Book Review: Before I Go To Sleep

Before I Go to Sleep

Before I Go to Sleep by S.J. Watson

My rating: 4 of 5 stars

Genre: Mystery

This engaging novel takes us into the life of Christine, a woman whose memories are erased every night when she goes to sleep. She is told that her inability to keep memories for more than 24 hours is due to a car accident that happened 21 years ago. She wakes up every day feeling as if she is inside someone else’s body and in bed with a stranger. It’s a chilling scenario, made more so by the fact that she’s an ordinary housewife.

What struck me most about this novel is that it provides intriguing perspective on personal identity. How do we know who we are if we exist only in today, with no reference to who we’ve been in the past or who we might become in the future. How much does having something to look forward to tommorrow or next year, impact our happiness. How do you find purpose?
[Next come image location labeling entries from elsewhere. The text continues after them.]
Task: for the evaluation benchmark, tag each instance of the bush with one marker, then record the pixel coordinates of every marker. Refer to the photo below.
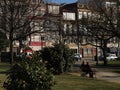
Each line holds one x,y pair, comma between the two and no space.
29,74
59,58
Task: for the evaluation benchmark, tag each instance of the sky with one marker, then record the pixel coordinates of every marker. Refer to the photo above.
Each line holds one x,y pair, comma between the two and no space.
64,1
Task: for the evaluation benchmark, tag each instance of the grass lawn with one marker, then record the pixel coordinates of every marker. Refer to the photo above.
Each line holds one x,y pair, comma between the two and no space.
70,82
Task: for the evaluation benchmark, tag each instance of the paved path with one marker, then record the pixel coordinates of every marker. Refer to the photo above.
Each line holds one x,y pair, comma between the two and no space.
107,76
103,74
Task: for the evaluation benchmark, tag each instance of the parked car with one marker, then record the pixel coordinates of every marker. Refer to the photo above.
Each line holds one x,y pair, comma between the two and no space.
77,56
111,57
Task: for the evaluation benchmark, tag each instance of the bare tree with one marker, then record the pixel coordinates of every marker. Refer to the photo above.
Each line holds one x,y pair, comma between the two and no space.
16,17
102,25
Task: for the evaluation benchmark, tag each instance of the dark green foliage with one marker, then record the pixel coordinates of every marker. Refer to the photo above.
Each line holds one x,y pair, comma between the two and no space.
4,42
59,58
29,74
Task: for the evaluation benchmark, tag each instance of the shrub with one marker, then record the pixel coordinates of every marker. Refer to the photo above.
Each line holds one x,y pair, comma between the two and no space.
29,74
59,58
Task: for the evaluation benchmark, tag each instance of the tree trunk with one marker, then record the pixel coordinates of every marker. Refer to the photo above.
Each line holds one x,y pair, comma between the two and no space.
104,52
11,52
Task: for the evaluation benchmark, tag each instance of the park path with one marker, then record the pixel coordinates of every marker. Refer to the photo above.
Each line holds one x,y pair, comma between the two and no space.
102,74
107,76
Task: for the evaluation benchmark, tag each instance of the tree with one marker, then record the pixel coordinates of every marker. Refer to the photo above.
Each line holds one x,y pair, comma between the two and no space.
102,24
4,42
16,17
29,74
59,58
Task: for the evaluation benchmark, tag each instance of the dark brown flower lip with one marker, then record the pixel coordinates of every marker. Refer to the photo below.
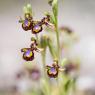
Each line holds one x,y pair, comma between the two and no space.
70,67
28,55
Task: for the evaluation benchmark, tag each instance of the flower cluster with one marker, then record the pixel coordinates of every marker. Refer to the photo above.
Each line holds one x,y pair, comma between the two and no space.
28,23
35,26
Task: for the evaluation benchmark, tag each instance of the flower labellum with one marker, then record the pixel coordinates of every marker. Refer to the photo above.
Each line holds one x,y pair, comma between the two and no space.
36,27
26,25
28,55
34,74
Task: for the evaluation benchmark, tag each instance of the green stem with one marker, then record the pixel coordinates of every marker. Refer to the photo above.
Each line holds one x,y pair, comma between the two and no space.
55,13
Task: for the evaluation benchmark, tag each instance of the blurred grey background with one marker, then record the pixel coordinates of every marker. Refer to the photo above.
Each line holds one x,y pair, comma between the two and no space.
77,14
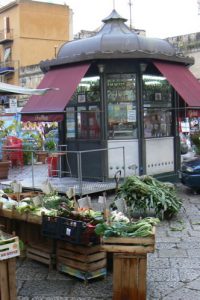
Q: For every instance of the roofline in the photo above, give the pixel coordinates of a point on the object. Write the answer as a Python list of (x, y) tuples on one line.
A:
[(60, 62)]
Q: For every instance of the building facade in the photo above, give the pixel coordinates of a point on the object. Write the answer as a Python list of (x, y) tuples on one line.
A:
[(30, 32)]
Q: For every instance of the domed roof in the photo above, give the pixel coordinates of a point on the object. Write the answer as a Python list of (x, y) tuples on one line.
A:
[(115, 36), (114, 40)]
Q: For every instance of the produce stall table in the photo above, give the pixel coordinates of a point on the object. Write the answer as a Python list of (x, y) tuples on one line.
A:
[(9, 249), (129, 265)]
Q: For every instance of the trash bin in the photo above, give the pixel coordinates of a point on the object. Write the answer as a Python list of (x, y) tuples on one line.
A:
[(52, 162)]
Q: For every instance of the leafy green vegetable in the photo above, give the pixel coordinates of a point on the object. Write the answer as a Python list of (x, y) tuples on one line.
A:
[(145, 193)]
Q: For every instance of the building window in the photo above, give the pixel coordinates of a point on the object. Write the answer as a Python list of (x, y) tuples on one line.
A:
[(157, 101), (121, 101), (7, 54)]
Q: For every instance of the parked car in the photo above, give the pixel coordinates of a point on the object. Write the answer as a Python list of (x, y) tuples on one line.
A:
[(190, 173)]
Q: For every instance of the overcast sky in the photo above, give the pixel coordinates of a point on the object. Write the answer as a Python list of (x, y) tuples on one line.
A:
[(160, 18)]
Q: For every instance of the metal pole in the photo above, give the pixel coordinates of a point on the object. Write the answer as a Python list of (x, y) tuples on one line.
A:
[(79, 164), (32, 171), (124, 163)]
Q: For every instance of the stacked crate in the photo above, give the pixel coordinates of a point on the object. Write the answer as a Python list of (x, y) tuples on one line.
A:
[(85, 262)]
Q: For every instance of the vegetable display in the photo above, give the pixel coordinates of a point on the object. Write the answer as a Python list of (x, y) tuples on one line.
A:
[(144, 194)]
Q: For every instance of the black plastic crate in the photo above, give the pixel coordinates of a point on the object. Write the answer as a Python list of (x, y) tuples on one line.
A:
[(50, 226), (77, 232)]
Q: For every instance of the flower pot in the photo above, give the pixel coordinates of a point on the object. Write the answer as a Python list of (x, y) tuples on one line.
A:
[(4, 168)]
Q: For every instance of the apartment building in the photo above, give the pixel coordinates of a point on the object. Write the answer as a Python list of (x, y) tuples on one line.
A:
[(30, 31), (189, 45)]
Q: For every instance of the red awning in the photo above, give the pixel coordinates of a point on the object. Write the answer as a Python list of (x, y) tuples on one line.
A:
[(183, 81), (55, 101)]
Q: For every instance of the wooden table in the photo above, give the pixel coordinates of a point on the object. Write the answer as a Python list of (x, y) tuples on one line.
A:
[(129, 265)]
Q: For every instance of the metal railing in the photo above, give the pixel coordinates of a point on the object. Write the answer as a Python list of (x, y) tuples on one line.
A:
[(76, 173)]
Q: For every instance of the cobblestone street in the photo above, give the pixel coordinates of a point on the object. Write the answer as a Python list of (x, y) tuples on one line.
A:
[(173, 270)]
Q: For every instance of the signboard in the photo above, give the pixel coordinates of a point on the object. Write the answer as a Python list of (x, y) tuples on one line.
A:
[(13, 105)]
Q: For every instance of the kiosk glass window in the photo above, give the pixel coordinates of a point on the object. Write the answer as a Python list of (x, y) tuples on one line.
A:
[(121, 99), (70, 122), (88, 90), (157, 101)]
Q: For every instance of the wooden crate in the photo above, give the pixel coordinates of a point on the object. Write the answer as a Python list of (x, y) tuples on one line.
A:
[(129, 265), (84, 262), (134, 245), (8, 289), (41, 252), (129, 276)]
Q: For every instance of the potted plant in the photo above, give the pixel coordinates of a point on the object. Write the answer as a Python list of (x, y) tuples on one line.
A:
[(37, 141), (195, 138), (4, 160), (50, 145)]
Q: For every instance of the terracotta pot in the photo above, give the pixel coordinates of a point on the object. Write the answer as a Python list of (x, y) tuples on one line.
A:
[(4, 168)]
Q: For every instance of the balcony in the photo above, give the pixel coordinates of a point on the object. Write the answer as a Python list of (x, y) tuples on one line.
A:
[(5, 36), (7, 67)]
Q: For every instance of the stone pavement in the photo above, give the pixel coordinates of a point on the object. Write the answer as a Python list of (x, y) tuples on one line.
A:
[(173, 270)]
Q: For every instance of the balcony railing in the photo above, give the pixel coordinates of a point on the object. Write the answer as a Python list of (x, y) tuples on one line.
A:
[(6, 36)]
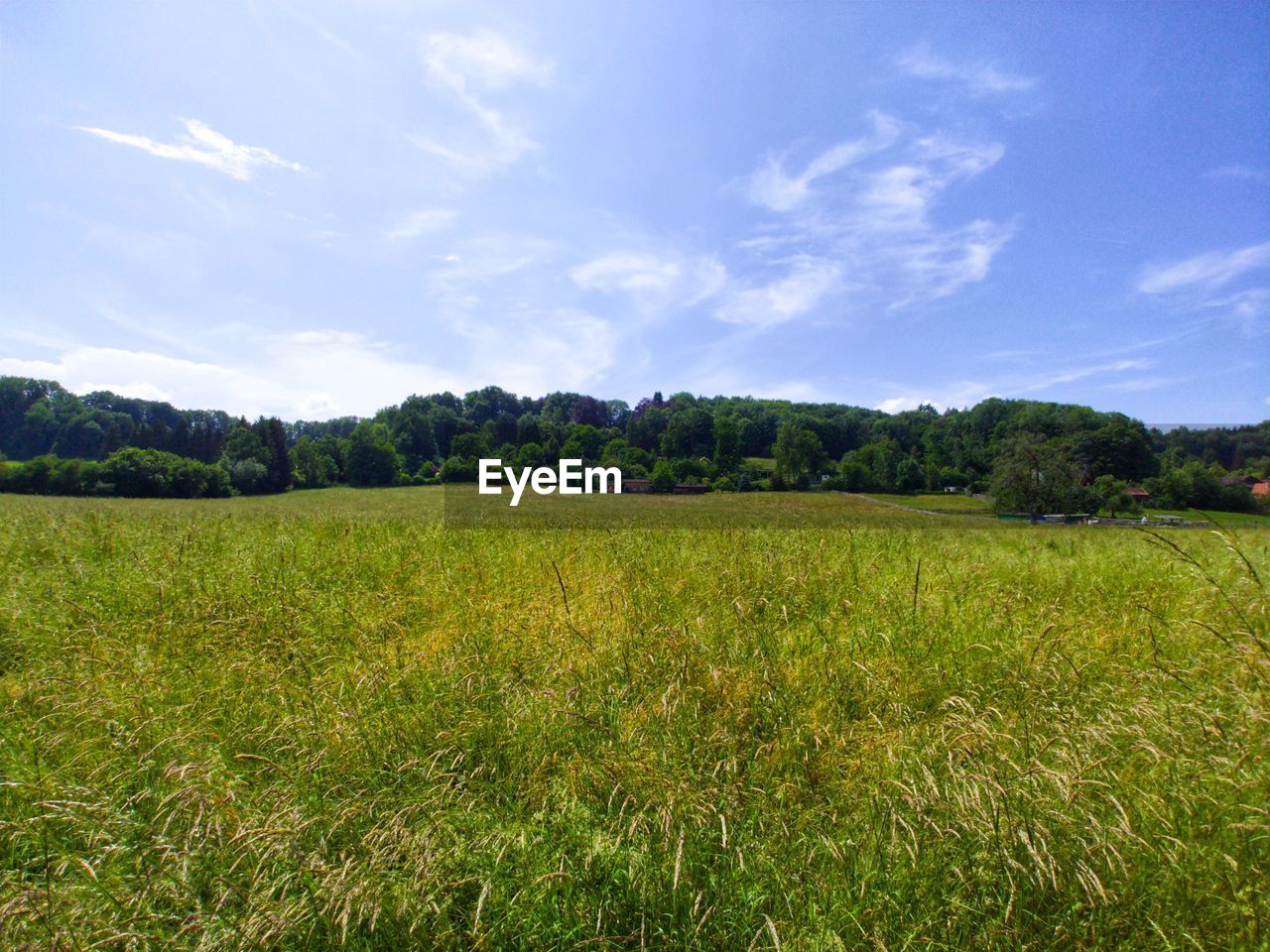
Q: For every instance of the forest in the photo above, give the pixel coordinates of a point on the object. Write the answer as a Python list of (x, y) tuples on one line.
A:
[(62, 443)]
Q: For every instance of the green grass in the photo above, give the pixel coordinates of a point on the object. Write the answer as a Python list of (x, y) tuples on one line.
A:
[(952, 503), (329, 720), (1237, 521)]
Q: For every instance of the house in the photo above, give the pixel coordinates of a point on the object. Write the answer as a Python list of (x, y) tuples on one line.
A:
[(690, 489)]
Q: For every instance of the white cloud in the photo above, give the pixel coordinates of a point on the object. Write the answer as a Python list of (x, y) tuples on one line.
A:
[(422, 222), (802, 290), (969, 393), (1245, 173), (470, 67), (203, 146), (875, 221), (310, 373), (772, 186), (483, 58), (688, 282), (1207, 271), (979, 77)]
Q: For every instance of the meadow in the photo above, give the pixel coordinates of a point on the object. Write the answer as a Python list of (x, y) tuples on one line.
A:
[(333, 720)]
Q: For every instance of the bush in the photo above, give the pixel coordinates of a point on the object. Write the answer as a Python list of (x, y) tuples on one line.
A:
[(153, 474), (663, 477)]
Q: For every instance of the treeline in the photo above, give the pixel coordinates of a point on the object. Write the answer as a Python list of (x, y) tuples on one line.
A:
[(731, 443)]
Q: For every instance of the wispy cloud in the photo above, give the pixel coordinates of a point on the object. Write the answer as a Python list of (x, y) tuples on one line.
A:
[(976, 76), (685, 282), (1209, 271), (423, 222), (316, 373), (774, 186), (871, 227), (961, 394), (470, 67), (203, 146), (807, 285), (1243, 173)]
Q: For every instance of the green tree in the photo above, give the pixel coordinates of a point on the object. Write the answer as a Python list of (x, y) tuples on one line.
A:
[(726, 435), (372, 460), (1110, 495), (798, 452), (663, 477), (1035, 476)]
The novel presents these ideas for consideration but never dwells on them or allows them to slow the narrative.

The novel is driven forward by the mystery that shrouds Christine’s life. As the story evolves, we begin to question everything she thinks that she knows. Is Ben the loving husband she thinks that he is or does he have motivation to deceive her? Is he hiding something from her, or is he truly a devoted husband who feeds her a ‘softer’ version of her past in order to make her days more comfortable? How do you trust someone who is a stranger to you every morning when you wake up?

This is a very approachable book with a clean style. The author doesn’t try to impress you by over-writing it. Instead, he gets out of the way and lets the story shine. There is nothing predictable about the story line–you’ll be kept guessing until the very end.

The best compliment that I can give is that the narrative was so compelling that I could not put it down until I finished it. That’s a rare experience for me.